Truly no one teaches us to be daughters
I didn’t ask for my conception
but I exist.
I exist as the product of my parents’ love and God’s purpose
I exist as the daughter of Sandra and Robert
I exist as the daughter of Sandra Marie. I am a part of my mother’s garden.
I am the lineage of her and the rest of the daughters who didn’t ask to become one, who later became mothers.
No one teaches us to be daughters, but we are able to be shown ways in which we would like to be mothers.
And if there was one person that I could say even taught me,
it would be the person who had to learn how to be a daughter with me-my sister.
From the birth of me until the ascendence of her,
we existed as daughters to the same people together in the physical realm.
Just as she was a daughter before me, I am still my mother’s daughter after she left earth.
I had to learn to show up as a daughter in another way, in a way I never knew existed
at the hands of grief and loss and the life that still went on.
Growing pains and growing joys-they’re simultaneous.
“I can’t wait to tell my children about you/About the days where we had no choice but to be outside as long as the sun could kiss us/About the skipping rocks and how I could never get past your five/The talent shows in grandma’s living room where we took turns being each other’s back-up singers/Tell them about the many colors of you, or should I say your hair/About an aura unmatched, an energy so special I can’t even give its essence justice/If my children asked me to describe you in one word I’ll say Divine/Cause there’s no way you weren’t heaven sent.
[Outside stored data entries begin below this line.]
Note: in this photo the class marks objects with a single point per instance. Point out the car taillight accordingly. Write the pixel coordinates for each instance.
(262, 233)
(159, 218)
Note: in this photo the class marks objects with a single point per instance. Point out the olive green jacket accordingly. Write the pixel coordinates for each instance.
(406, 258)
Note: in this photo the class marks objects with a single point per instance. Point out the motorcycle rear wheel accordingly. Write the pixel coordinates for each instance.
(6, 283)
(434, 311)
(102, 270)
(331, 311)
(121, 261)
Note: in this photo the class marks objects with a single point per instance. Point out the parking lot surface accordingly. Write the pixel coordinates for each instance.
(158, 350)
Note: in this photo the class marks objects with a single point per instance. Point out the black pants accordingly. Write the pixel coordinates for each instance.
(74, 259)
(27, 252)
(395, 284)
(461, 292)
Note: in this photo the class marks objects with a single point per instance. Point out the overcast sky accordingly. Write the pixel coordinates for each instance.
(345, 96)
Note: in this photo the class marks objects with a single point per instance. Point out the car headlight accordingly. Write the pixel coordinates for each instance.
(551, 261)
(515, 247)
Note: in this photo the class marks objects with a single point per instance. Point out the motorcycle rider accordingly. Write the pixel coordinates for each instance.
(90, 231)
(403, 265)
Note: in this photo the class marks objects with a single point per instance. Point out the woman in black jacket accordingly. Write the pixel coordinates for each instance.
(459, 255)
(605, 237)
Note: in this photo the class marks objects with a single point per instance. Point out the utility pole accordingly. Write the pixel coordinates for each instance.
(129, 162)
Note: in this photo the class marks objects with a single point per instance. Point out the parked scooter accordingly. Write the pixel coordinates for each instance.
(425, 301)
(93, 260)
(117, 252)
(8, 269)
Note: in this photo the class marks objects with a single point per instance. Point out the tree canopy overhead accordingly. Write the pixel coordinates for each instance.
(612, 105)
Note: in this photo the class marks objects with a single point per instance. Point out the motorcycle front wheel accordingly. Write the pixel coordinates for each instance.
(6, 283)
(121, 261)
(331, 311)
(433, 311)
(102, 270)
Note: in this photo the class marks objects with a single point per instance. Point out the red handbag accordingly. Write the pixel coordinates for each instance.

And every time I’m asked who’s my favorite superhero, I’ll say you. You are the epitome of strength. I’ll tell them how you protected me for as long as I can remember From childish nightmares and thunderstorms to my first car accident/although your frail bones could barely move at that point and lupus was literally sucking the life out of you, your adrenaline came through like you always do/Tell them how it was my honor to spend almost every day of my life with you until the end of yours/How I miss being in your presence and how I constantly find new reminders of your existence when I need it the most/While I can only hope that my children will not have to lose a sibling a young age/To have to come up to the words of an obituary/To feel the very moment their sister left this earth/Or for their last promise to be to love their brother enough for the both of them/I pray to God he puts a love in them that transcends their earthly self/And through me instilling the appreciation of a sibling while they can still have a conversation/And while everything in me wishes you can be here in the physical while I raise my babies, I know that you will be the best guardian angel to them that I could ever ask for/And for that I thank you. I can’t wait to tell my children about you."
Who I am, where I’ve been, and who I am becoming is a part of my journey as a daughter.
And as I grow I memorialize the version of me that got left behind
while trying to hold on to some of the essences of adolescence and innocence.
I offer grace to myself, I utter grace to my mother, I offer grace to her mother and so on.
I pray my daughters can do the same for me.
To the daughters who came before me, the daughters that exist with me, the daughters come from the seed of my blossom
I know you didn’t ask for your conception.